November 5, 2004 in Nation/World

Edwards’ wife diagnosed with cancer

Matea Gold and Susannah Rosenblatt Los Angeles Times
Associated Press photo

Sen. John Edwards with his wife, Elizabeth, and their daughter Cate look to supporters following Sen. John Kerry’s concession speech Wednesday at Faneuil Hall in Boston.
(Full-size photo)

BOSTON – Elizabeth Edwards, the wife of the former Democratic vice presidential nominee, was diagnosed with breast cancer shortly after her husband and Sen. John Kerry conceded the election.

Edwards, the 55-year-old wife of North Carolina Sen. John Edwards, had discovered a lump in her right breast while campaigning last week, according to spokesman David Ginsberg. A family physician advised her last Friday that it appeared to be cancerous and urged her to see a specialist.

Elizabeth Edwards put off the appointment in order not to miss the final days of the campaign.

But minutes after Kerry conceded the election Wednesday afternoon in a speech at Boston’s Faneuil Hall, Edwards and her family went to Massachusetts General Hospital, where she had a needle biopsy performed.

Dr. Barbara Smith confirmed that Edwards had invasive ductal cancer, Ginsberg said Thursday. It is the most common type of breast cancer, and can spread from the milk ducts to other parts of the body.

Edwards was undergoing more tests to determine how far the cancer has advanced and how to treat it, he said.

“They are very upbeat and optimistic about beating this,” Ginsberg said.

The North Carolina senator released a statement calling his wife “as strong a person as I’ve ever known.”

“Together, our family will beat this,” he said.

The senator and his wife flew home to Raleigh Wednesday evening and have not yet decided where she will seek treatment.

Invasive ductal breast cancer accounts for 70 percent to 80 percent of all breast cancer cases.

Treatment and prognosis depend on how early the tumor is detected and how far it has spread before treatment begins. Oncologists generally use surgery, radiation, chemotherapy and hormone therapy in various combinations, depending on the severity of the disease.

If the cancer is detected before it has spread to more than a few lymph nodes, the prognosis is very good and there is a high likelihood of a cure. The more the cancer has spread, the lower the likelihood of successful treatment.

Elizabeth Edwards charmed audiences along the campaign trail with her warm, self-effacing tone and gracious manner.

She was often accompanied by her two children, 6-year-old Emma Claire and 4-year-old Jack, who were born through in vitro fertilization after the death of her eldest child. She and her husband also have a 22-year-old daughter, Cate.

Their son Wade was killed in a 1996 car accident when he was 16.
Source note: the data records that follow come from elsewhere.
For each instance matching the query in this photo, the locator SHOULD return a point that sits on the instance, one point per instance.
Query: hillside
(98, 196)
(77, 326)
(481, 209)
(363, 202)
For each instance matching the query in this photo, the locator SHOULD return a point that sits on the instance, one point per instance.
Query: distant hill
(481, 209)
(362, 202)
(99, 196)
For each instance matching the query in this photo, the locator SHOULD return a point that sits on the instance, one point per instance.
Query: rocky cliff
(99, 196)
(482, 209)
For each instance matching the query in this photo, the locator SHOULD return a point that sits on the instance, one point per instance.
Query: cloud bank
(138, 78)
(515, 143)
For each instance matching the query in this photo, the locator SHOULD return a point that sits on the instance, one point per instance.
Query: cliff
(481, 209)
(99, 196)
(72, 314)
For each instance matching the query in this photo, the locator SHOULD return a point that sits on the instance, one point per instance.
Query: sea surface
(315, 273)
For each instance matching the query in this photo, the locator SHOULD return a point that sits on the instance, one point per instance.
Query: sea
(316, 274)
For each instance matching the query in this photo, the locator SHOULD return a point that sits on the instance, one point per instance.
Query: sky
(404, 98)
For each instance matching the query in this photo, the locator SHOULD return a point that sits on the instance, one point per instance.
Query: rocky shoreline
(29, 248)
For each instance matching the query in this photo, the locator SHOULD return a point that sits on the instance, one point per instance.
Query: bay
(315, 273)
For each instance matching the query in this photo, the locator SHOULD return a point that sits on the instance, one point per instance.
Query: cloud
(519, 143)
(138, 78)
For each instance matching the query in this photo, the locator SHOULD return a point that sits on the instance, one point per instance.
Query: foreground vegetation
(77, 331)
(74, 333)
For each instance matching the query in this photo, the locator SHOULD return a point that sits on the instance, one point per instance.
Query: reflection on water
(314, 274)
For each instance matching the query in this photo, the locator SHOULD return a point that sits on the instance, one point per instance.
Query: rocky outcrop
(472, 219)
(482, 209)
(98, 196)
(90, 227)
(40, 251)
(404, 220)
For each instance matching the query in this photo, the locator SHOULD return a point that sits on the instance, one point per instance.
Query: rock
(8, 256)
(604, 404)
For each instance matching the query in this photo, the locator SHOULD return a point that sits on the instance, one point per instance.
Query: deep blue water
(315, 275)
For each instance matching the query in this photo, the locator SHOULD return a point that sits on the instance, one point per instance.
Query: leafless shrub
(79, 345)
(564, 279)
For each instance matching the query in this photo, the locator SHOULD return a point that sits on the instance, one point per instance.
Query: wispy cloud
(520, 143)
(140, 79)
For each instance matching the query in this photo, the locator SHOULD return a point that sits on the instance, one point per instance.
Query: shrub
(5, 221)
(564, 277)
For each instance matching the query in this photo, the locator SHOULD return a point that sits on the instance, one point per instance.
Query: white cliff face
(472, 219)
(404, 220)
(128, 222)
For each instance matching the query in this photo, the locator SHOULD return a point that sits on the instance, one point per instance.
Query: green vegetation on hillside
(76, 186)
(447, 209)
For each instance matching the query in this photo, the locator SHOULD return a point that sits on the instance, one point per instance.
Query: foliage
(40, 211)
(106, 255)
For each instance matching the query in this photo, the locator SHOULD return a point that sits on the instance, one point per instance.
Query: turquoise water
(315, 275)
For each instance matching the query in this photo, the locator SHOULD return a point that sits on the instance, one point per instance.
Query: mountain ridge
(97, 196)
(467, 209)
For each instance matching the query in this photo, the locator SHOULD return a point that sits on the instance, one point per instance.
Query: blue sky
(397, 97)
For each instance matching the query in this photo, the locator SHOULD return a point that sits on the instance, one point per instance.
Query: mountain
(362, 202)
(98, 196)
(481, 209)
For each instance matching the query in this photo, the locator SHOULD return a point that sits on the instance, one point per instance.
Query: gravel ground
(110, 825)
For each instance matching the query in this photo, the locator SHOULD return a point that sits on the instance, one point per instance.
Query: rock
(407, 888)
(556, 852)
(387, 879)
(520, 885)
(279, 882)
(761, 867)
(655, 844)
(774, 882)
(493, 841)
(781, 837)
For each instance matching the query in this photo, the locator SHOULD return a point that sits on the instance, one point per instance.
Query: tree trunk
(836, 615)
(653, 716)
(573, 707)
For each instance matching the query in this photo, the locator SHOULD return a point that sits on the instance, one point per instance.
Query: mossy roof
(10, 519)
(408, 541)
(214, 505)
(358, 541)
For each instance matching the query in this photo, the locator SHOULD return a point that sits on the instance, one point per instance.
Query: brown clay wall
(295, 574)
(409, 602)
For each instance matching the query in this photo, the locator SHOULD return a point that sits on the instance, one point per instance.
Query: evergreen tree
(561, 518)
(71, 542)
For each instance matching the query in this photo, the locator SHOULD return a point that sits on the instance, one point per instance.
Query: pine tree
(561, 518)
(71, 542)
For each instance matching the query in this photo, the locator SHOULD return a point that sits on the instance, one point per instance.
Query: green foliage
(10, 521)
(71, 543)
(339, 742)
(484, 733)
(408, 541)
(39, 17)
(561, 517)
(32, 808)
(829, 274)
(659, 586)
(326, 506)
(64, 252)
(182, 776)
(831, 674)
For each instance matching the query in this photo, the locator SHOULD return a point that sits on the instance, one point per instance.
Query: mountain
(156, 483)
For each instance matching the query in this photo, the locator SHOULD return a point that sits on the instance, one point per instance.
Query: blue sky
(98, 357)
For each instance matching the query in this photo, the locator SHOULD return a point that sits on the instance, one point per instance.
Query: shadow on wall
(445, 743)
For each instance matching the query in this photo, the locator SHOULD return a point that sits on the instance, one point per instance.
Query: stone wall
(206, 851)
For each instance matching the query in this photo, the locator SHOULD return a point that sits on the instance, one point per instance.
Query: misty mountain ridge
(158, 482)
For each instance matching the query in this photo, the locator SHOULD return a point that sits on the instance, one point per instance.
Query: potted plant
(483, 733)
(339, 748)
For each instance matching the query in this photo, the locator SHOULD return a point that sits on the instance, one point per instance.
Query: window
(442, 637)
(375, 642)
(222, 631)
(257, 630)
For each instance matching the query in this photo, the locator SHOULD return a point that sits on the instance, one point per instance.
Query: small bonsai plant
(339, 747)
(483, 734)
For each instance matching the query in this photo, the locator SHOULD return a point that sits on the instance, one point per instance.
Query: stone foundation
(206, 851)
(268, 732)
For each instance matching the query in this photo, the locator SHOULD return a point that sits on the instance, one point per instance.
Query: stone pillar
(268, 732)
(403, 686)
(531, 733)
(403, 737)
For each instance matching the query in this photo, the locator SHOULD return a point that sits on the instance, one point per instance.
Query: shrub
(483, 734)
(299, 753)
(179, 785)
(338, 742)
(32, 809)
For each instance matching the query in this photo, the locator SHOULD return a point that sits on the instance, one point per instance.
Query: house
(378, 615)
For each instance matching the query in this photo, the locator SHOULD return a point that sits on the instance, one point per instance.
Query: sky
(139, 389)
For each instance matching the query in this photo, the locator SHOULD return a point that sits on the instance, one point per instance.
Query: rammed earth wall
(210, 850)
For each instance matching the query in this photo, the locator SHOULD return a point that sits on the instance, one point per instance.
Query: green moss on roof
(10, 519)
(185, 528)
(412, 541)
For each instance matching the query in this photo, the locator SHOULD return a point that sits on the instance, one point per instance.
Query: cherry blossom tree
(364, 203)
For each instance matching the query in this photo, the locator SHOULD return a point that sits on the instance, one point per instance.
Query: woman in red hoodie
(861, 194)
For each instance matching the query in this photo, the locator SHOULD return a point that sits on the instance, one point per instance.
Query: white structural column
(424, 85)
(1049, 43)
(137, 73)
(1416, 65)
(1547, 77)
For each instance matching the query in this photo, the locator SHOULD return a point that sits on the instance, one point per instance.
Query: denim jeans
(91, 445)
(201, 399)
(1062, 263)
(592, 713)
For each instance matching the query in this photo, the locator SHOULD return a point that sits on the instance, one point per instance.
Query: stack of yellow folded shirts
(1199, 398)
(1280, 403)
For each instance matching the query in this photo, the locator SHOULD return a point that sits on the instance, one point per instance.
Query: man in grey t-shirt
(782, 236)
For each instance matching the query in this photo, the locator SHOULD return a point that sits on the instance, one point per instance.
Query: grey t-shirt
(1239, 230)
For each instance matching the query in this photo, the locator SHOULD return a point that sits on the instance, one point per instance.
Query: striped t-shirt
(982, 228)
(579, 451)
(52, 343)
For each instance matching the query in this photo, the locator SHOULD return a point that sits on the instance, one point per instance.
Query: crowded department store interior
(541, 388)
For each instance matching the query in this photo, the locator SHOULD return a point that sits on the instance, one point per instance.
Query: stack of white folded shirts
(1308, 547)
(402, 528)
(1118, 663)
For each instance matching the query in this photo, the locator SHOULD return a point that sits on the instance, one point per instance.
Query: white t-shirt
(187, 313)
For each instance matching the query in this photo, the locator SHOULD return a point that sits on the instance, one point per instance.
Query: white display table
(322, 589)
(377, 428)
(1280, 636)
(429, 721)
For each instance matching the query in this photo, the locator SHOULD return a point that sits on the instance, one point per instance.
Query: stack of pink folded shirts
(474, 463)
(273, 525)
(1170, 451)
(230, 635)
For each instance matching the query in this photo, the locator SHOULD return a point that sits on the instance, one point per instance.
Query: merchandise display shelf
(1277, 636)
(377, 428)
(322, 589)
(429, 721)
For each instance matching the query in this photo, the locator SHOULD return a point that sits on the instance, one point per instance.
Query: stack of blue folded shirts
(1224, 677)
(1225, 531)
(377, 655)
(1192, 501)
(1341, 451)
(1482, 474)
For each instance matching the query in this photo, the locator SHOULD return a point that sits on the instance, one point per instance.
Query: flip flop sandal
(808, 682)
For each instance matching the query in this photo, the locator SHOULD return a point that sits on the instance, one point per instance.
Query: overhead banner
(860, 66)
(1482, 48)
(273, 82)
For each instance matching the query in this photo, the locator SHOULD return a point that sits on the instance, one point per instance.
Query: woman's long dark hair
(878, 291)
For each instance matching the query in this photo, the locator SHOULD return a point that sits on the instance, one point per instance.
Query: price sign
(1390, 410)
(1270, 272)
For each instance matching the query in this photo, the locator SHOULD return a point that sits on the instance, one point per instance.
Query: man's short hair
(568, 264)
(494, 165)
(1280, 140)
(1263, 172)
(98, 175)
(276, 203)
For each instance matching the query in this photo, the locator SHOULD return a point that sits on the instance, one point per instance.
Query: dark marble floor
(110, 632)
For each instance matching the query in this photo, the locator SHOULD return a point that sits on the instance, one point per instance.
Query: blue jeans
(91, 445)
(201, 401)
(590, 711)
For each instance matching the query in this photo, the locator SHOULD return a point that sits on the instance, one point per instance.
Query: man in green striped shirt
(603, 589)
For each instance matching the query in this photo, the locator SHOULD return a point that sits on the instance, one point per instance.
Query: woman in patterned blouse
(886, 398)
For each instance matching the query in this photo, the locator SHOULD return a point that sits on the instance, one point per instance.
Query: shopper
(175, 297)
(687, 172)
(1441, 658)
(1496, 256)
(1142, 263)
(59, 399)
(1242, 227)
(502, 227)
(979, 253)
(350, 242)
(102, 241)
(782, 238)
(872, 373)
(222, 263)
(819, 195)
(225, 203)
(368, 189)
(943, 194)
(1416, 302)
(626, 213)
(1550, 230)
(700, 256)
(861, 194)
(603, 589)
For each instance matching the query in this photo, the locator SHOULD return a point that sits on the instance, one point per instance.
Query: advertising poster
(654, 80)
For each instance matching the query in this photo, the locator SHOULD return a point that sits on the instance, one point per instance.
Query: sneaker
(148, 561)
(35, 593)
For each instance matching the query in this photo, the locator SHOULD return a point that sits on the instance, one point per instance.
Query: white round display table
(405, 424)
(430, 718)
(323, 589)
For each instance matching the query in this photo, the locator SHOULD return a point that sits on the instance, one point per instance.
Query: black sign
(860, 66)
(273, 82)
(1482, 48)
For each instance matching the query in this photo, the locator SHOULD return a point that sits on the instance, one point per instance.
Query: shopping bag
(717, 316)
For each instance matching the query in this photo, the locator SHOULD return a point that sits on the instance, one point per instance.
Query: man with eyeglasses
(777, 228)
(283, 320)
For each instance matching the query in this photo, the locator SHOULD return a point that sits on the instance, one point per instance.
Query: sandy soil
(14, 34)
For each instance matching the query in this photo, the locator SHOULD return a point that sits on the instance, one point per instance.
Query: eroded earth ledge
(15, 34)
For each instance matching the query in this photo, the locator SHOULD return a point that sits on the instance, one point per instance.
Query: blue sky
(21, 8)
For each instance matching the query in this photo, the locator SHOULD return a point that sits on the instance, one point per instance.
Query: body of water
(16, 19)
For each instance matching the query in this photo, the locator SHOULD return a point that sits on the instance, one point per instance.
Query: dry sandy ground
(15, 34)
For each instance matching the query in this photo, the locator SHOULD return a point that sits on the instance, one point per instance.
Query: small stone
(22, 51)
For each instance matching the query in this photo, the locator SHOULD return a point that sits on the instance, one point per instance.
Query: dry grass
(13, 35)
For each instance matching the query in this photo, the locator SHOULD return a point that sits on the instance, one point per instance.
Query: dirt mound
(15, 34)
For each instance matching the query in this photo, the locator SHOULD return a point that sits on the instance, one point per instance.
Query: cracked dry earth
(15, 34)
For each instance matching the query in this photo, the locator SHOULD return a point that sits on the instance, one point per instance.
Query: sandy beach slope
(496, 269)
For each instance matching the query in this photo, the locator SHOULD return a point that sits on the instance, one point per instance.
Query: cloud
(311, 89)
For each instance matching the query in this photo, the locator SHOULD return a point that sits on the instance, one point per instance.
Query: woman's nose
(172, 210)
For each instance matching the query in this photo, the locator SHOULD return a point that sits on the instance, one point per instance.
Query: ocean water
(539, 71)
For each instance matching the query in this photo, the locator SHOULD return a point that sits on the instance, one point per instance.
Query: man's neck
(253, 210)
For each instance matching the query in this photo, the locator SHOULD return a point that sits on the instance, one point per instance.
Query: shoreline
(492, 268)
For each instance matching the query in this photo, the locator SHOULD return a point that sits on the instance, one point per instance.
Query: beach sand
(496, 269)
On the campaign trail, the media often described Mrs. Edwards as “real” and down-to-earth. She described herself as the “anti-Barbie,” comfortable with her weight and her husband’s youthful looks. The former bankruptcy lawyer stumped across the country for the Kerry-Edwards ticket, hammering President Bush on issues including terrorism, abortion and veterans’ benefits.

She maintained a vigorous travel schedule in battleground states and throughout the presidential race, introducing her husband at the Democratic National Convention in Boston in July.

Elizabeth Edwards grew up in Florida and overseas, the child of a naval officer. She met her husband at the University of North Carolina Law School in Chapel Hill, where they were students. The couple married in 1977.